The MARD of all matched pairs (CGM reading to YSI value) for each individual sensor was evaluated and plotted as a histogram (Fig. 1) and empirical distribution (Fig. 2). The presence of outlier sensor MARD and the asymmetrical distribution of MARD values necessitate the use of logarithmic scale for proper statistical analysis. The log-normal distribution of the sensor MARD values for both the DG4P and DSP data is shown in Figure 1. The median of the individual DG4P sensor MARD values was 12.5% with an interquartile range from 9% to 16%, whereas the median of the individual DSP sensor MARD values was 14% with an interquartile range from 12% to 20%. Using a standard statistical test method, the nonparametric two-sample test, the differences between the DG4P and DSP distributions were found to be statistically significant (P=0.028). The bottom graph in Figure 1 shows the two distributions with clear separation between the median MARD for the DG4P and DSP systems. The cumulative distribution function is a method for calculating and displaying the proportion of sensors with a given MARD or less. The cumulative distribution function for the individual sensor MARDs for the DG4P and DSP systems shown in Figure 2 demonstrates a clear separation and statistically significant better performance between the DG4P and the DSP. Comparison of the two cumulative distribution function curves shows there is a higher proportion of DG4P sensors with lower MARDs than of DSP sensors. In addition, the t test for the log-transformed MARD variables also demonstrated a statistical significant smaller MARD for the DG4P sensors (P=0.003). Furthermore, 97 of the 108 (90%) DG4P sensors had a MARD less than 20% compared with 51 of the 67 (76%) DSP sensors (P=0.01).

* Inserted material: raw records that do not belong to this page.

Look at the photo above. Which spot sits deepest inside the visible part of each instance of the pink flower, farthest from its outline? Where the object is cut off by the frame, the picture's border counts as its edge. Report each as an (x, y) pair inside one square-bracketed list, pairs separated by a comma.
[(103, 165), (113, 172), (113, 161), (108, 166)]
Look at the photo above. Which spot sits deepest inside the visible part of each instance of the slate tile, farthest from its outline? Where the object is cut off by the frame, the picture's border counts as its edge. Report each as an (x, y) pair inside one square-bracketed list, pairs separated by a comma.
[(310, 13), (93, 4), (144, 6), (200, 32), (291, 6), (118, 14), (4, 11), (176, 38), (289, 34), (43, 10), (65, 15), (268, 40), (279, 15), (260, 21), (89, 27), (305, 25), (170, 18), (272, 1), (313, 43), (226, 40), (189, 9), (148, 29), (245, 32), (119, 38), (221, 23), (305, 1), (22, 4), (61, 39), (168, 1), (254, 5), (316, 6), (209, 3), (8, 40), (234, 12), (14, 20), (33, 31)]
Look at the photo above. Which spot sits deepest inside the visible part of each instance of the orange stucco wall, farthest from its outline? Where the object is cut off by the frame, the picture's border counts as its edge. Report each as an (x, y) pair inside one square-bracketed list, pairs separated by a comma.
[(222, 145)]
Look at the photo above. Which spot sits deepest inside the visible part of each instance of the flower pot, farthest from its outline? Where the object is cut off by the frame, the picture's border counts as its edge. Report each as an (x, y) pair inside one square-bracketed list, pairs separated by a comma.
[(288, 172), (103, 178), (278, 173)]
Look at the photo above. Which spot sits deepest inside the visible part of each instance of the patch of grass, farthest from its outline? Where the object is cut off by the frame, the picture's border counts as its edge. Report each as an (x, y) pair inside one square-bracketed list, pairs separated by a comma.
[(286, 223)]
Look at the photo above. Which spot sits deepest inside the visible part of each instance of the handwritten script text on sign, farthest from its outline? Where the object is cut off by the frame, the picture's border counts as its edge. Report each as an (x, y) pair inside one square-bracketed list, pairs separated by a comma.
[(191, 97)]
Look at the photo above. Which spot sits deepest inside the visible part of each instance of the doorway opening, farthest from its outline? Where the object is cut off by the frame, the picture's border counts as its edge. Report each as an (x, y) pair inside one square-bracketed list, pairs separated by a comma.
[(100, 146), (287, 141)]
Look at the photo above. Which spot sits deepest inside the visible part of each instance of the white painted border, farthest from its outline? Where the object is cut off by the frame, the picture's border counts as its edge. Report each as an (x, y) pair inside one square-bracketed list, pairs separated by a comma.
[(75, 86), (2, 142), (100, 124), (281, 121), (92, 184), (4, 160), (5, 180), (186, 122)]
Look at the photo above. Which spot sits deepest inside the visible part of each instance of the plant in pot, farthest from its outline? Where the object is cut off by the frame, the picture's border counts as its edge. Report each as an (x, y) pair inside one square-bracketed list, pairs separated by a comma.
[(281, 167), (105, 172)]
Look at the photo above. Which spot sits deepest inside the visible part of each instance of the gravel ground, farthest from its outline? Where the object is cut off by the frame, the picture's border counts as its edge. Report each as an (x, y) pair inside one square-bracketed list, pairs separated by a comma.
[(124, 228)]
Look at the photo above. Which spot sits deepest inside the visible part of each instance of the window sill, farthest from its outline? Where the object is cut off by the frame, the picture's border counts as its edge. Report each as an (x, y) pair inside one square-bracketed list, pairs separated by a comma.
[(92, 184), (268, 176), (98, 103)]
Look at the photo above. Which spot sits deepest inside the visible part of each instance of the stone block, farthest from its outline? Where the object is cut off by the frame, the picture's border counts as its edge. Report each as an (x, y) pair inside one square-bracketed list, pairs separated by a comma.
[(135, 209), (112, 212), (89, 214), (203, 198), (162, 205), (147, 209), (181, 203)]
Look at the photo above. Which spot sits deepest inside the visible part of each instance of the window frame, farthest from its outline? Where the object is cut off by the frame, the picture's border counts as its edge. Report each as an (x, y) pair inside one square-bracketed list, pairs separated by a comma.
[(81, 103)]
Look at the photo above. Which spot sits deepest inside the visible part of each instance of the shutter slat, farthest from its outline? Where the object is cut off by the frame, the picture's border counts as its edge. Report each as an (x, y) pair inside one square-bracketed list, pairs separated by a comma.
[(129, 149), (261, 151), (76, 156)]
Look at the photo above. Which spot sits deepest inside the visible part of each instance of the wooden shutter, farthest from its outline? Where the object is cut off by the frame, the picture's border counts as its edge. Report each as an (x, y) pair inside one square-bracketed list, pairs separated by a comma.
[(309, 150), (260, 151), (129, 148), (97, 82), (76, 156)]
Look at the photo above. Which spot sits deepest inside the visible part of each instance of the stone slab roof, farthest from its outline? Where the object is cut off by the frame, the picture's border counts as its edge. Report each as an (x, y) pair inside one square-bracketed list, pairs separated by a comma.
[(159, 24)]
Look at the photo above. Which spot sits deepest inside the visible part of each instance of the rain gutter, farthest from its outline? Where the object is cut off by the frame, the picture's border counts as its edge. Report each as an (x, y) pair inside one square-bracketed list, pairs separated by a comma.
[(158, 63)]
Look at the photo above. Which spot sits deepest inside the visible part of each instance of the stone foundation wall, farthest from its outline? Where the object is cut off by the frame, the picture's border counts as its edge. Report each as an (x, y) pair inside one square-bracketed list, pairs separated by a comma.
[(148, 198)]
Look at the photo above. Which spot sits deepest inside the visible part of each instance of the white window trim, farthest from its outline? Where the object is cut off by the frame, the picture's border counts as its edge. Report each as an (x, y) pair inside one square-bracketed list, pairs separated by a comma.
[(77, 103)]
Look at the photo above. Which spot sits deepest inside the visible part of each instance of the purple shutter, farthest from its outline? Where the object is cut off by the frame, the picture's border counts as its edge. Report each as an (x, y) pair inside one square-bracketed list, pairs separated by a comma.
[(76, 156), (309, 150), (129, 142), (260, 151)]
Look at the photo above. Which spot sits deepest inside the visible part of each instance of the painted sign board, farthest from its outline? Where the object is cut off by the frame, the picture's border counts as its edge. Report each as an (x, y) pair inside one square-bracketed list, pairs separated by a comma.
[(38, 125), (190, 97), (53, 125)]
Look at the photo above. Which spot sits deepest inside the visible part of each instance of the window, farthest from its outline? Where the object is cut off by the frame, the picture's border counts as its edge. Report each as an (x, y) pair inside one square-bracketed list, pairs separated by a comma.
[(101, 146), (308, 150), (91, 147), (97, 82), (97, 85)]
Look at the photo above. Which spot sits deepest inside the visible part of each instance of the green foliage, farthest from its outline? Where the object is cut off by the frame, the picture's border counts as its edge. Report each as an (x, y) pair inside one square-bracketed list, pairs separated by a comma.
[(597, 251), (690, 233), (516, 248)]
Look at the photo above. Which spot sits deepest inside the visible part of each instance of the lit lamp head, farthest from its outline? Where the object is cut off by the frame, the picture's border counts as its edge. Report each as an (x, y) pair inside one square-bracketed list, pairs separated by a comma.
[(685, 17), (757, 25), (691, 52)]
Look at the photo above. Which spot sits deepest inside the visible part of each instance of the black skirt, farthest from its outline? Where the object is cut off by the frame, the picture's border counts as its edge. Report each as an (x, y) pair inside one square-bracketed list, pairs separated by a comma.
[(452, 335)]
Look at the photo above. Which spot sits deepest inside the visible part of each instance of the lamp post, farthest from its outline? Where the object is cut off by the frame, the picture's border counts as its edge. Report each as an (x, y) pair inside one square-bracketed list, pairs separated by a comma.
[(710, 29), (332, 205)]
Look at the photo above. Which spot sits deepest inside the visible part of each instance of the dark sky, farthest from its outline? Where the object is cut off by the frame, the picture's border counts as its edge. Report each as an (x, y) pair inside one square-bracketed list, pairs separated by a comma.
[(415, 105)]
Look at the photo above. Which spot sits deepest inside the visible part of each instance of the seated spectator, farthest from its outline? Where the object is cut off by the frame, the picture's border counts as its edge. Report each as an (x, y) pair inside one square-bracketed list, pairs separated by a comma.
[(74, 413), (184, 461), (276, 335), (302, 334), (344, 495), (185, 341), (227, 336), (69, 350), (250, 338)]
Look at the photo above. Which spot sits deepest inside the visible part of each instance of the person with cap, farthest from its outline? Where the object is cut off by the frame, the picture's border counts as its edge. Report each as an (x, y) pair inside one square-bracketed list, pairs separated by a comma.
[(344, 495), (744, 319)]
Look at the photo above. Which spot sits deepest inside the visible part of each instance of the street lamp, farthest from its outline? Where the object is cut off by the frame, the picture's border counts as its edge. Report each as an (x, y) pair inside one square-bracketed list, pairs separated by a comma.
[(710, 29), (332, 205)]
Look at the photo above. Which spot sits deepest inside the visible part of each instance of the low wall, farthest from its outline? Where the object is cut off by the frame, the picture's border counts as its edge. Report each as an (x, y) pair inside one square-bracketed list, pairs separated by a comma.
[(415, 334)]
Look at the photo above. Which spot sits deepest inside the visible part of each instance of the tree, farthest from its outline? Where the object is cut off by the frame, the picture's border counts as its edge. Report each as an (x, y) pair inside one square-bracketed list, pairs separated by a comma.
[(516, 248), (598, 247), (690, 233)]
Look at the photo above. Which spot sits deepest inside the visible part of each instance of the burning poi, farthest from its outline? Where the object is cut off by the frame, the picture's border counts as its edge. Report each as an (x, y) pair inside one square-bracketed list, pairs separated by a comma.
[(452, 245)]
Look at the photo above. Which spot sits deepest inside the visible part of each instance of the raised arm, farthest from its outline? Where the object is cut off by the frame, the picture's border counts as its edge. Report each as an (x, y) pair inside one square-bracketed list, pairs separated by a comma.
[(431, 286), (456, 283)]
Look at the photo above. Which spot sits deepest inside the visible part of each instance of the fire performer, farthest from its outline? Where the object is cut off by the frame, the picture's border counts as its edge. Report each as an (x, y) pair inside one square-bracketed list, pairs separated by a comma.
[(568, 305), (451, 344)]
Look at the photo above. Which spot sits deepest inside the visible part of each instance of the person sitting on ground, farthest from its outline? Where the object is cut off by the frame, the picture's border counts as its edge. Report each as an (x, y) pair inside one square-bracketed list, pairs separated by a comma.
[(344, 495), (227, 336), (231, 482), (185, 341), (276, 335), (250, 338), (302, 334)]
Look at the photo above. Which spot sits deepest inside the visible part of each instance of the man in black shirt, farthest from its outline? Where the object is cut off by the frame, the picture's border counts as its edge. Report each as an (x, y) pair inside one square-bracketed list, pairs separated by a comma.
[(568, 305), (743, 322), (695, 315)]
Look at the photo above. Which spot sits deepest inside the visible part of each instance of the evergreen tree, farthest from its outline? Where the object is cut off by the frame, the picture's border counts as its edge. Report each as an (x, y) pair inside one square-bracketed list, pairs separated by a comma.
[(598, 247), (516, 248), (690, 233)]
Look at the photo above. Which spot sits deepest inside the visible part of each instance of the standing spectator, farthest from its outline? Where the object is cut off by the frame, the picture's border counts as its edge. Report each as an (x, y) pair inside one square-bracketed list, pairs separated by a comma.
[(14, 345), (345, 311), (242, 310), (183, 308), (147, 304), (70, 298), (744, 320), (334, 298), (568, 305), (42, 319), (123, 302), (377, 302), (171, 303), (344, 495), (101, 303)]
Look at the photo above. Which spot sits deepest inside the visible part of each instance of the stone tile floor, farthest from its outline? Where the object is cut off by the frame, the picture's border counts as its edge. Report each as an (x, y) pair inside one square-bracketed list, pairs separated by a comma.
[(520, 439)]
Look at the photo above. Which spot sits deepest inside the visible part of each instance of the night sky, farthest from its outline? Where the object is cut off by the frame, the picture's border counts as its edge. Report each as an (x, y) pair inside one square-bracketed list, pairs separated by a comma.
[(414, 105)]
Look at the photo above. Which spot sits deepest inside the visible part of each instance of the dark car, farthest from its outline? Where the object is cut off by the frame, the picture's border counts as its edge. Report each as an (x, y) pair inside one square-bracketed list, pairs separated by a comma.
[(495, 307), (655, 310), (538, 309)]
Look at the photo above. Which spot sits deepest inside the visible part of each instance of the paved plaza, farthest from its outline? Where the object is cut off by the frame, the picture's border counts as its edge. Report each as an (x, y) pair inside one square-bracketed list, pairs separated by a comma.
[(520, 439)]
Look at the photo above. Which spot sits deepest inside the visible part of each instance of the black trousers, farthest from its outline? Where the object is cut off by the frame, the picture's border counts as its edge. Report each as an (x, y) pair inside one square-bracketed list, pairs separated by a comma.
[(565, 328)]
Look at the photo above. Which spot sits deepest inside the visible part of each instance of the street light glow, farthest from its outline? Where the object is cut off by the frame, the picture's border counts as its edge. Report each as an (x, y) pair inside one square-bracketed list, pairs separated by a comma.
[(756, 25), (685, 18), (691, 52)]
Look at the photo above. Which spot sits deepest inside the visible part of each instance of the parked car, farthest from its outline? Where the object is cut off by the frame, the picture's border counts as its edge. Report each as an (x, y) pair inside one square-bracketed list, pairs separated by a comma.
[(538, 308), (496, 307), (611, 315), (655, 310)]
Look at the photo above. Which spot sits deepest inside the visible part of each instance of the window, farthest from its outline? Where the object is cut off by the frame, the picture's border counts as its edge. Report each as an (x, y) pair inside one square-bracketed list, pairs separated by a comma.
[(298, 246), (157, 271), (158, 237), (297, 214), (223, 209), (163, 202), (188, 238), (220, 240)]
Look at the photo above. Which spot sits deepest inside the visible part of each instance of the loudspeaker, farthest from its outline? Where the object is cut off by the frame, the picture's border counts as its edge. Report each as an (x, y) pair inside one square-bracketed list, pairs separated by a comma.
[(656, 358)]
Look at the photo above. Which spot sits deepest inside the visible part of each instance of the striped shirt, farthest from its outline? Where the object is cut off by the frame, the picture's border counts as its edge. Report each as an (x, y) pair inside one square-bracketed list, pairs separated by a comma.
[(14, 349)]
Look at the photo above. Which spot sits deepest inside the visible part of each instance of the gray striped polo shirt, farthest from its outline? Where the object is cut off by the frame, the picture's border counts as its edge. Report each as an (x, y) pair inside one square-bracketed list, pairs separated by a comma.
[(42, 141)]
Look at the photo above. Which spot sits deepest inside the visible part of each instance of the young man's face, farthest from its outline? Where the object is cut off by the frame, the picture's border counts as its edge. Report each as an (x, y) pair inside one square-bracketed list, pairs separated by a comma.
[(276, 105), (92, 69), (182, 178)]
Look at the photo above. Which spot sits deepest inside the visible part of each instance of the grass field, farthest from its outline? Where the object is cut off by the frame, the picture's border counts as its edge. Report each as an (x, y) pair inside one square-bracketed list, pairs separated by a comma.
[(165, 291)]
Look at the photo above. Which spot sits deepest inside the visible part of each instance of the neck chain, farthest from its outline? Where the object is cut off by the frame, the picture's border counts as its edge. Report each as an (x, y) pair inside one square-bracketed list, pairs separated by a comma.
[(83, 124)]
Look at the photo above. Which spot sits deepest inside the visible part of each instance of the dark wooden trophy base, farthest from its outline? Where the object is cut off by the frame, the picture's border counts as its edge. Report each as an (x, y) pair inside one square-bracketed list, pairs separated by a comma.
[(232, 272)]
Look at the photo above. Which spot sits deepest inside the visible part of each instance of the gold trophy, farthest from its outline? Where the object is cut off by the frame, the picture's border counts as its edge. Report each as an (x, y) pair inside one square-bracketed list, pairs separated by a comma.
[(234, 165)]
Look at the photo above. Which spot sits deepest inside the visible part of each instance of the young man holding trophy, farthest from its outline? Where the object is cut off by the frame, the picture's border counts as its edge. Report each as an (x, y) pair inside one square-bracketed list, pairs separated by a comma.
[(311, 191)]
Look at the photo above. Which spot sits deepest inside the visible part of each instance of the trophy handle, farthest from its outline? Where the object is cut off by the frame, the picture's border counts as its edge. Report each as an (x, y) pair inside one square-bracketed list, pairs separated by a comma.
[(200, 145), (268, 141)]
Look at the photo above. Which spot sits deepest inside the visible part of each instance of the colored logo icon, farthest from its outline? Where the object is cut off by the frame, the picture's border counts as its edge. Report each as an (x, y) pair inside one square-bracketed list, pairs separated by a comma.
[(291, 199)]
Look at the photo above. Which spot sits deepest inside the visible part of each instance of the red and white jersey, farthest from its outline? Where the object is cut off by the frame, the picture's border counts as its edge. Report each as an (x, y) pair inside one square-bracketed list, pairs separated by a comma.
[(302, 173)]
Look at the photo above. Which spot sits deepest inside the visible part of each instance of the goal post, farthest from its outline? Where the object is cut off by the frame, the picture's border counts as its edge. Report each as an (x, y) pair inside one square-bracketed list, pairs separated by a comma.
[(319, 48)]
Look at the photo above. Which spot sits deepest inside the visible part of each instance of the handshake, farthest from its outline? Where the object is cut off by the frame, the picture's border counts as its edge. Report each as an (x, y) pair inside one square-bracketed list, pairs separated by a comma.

FIG. 2. — The cumulative distribution functions of the individual sensor mean absolute relative difference (MARD) for the Dexcom G4 Platinum (DG4P) and SEVEN PLUS (DSP) showing the difference in individual sensor MARD between the two systems. Comparison of the two cumulative distribution function curves shows there are a higher proportion of DG4P sensors with lower MARDs than of the DSP sensors.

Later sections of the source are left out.